Outlook Anywhere - Extended Protection

Question

We have two 2019 Exchange Hybrid Servers. We are preparing the Exchange servers for extended protection. I am confused on which of the following commands to run in order to disable SSL Offloading on Outlook Anywhere:

Set-OutlookAnywhere -Identity "EX01\RPC (Default Web Site)" -SSLOffloading $false

Or

Set-OutlookAnywhere -Identity "EX01\RPC (Default Web Site)" -SSLOffloading $false -InternalClientsRequireSsl $true -ExternalClientsRequireSsl $true

Thanks for your help.

Answer 1

The first one for both servers

RUn the healthchecker to verify the prereqs after you set this

Set-OutlookAnywhere -Identity "EX01\RPC (Default Web Site)" -SSLOffloading $false

Answer 2

Hi, first let me explain the difference between the two commands:

1. Set-OutlookAnywhere -Identity "EX01\RPC (Default Web Site)" -SSLOffloading $false

This command disables SSL offloading and ensures that no SSL decryption takes place between the client and the server.That is, no SSL decryption is performed between the client and the server.

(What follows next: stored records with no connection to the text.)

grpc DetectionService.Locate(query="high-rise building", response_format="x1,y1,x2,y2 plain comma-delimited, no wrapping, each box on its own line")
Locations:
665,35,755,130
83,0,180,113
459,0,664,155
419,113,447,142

1. Set-OutlookAnywhere -Identity "EX01\RPC (Default Web Site)" -SSLOffloading $false -InternalClientsRequireSsl $true -ExternalClientsRequireSsl $true

This command not only disables SSL offloading, but also specifies the client requirements:

• -InternalClientsRequireSsl $true: Requires internal clients to use SSL connections.
• -ExternalClientsRequireSsl $true: Requires the external client to use an SSL connection.

According to your content, you don't use outlook anywhere anymore, so you don't need to think about forcing both internal and external clients to use SSL when connecting to Outlook Anywhere.Here I suggest you just use the first cmdlet to disable SSL Offloading on Outlook Anywhere directly.